Signal Processing & Biomedical Analysis

Part of Statistical Methods — MORIE’s statistical-methods reference.

MORIE provides 25 biomedical signal processing functions via morie.signal and individual morie.fn.* modules. All functions are dataset-agnostic: numpy arrays in, result objects out.

Digital Filters

Butterworth zero-phase filters (via scipy.signal):

from morie.signal import buttlp, butthp, buttbp, buttbs, sgolay

result = buttlp(ecg_signal, fs=500, cutoff=40, order=4)
filtered = result.filtered
  • buttlp – Lowpass

  • butthp – Highpass

  • buttbp – Bandpass

  • buttbs – Bandstop (notch, default 59-61 Hz for mains hum)

  • sgolay – Savitzky-Golay polynomial smoothing

Spectral Analysis

from morie.signal import welch, pburg

psd = welch(signal, fs=256)        # Welch PSD
ar_psd = pburg(signal, order=16)   # Burg AR PSD (parametric)

Fractal Complexity

Pure-numpy implementations for nonlinear time-series characterization:

from morie.signal import hfd, kfd, pfd, dfa, sampen, hurst

result = hfd(signal, kmax=10)    # Higuchi fractal dimension
alpha = dfa(signal).value        # DFA scaling exponent
  • hfd – Higuchi fractal dimension (Higuchi, 1988)

  • kfd – Katz fractal dimension

  • pfd – Petrosian fractal dimension

  • dfa – Detrended fluctuation analysis

  • sampen – Sample entropy

  • hurst – Hurst exponent (R/S analysis)

Typical values: Brownian motion HFD ~1.5, white noise DFA alpha ~0.5.

ECG and Heart Rate Variability

from morie.signal import ecgdet, rrint, hrvtd, hrvfd, hrvnl

peaks = ecgdet(ecg, fs=360)              # Pan-Tompkins QRS detection
rr = rrint(peaks.extra["qrs_indices"], fs=360)
td = hrvtd(rr)                            # SDNN, RMSSD, pNN50
fd = hrvfd(rr)                            # VLF/LF/HF power
nl = hrvnl(rr)                            # Poincare SD1/SD2

Pan-Tompkins detector (Pan & Tompkins, 1985) with adaptive thresholding.
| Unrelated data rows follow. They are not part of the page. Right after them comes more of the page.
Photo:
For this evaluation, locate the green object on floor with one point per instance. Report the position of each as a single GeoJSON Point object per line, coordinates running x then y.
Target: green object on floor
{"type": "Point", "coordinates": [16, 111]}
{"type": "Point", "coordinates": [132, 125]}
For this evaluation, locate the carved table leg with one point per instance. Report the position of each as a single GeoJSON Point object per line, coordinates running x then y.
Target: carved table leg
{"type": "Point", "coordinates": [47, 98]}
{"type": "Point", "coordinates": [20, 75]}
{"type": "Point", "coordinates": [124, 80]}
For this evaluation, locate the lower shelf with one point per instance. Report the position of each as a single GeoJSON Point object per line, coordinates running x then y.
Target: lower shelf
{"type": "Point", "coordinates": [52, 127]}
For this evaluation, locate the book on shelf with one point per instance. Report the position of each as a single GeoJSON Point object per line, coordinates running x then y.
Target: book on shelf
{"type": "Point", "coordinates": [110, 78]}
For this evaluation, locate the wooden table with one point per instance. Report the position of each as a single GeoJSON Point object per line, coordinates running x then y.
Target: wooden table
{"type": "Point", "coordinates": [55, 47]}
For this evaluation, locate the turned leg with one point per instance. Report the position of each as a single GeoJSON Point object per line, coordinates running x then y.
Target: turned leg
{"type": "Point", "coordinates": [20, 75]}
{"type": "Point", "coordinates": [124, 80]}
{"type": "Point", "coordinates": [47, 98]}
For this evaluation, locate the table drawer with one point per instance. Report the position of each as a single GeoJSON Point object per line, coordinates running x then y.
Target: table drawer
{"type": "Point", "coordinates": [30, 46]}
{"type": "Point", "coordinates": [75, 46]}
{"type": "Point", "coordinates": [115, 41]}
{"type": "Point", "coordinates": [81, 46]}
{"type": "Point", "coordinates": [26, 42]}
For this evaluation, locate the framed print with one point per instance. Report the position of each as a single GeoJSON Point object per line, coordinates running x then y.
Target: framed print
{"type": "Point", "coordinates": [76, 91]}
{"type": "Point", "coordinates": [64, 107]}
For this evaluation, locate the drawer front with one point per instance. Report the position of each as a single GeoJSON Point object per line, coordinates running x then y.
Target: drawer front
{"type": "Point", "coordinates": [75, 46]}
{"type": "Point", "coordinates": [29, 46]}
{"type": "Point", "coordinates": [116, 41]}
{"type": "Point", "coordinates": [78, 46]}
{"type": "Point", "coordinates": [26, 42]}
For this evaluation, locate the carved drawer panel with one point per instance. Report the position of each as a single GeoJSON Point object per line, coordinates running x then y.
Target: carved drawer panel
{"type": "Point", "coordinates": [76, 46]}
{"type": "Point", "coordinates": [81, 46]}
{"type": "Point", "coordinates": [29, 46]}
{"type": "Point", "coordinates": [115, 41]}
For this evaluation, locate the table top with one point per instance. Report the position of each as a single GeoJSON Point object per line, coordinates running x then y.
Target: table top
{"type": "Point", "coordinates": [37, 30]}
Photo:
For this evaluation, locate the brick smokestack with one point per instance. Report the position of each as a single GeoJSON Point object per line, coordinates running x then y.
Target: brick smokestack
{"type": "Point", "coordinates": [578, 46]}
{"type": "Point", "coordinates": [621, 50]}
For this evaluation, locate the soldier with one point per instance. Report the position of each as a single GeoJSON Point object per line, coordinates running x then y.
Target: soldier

HRV metrics follow Task Force (1996) standards.

Phonocardiogram (PCG) Analysis

For cardiotoxicity studies in addiction/substance use research:

from morie.signal import pcgflt, pcgenv, pcgseg, pcgmur

filtered = pcgflt(pcg, fs=2000)           # 25-400 Hz bandpass
envelope = pcgenv(pcg, fs=2000)           # Shannon energy envelope
segments = pcgseg(envelope.filtered, fs=2000)  # S1/S2 segmentation
score = pcgmur(pcg, fs=2000)              # Murmur detection score

The murmur detection score combines Higuchi fractal dimension, high-frequency energy ratio, and spectral entropy. Scores are uncalibrated (0-1 range); calibration requires labeled clinical data.

References

  • Higuchi, T. (1988). Approach to an irregular time series on the basis of the fractal theory. Physica D, 31(2), 277-283.

  • Pan, J. & Tompkins, W.J. (1985). A real-time QRS detection algorithm. IEEE Trans. Biomed. Eng., 32(3), 230-236.

  • Task Force of ESC/NASPE (1996). Heart rate variability: Standards of measurement. Circulation, 93(5), 1043-1065.

  • Rangayyan, R.M. (2015). Biomedical Signal Analysis. IEEE Press.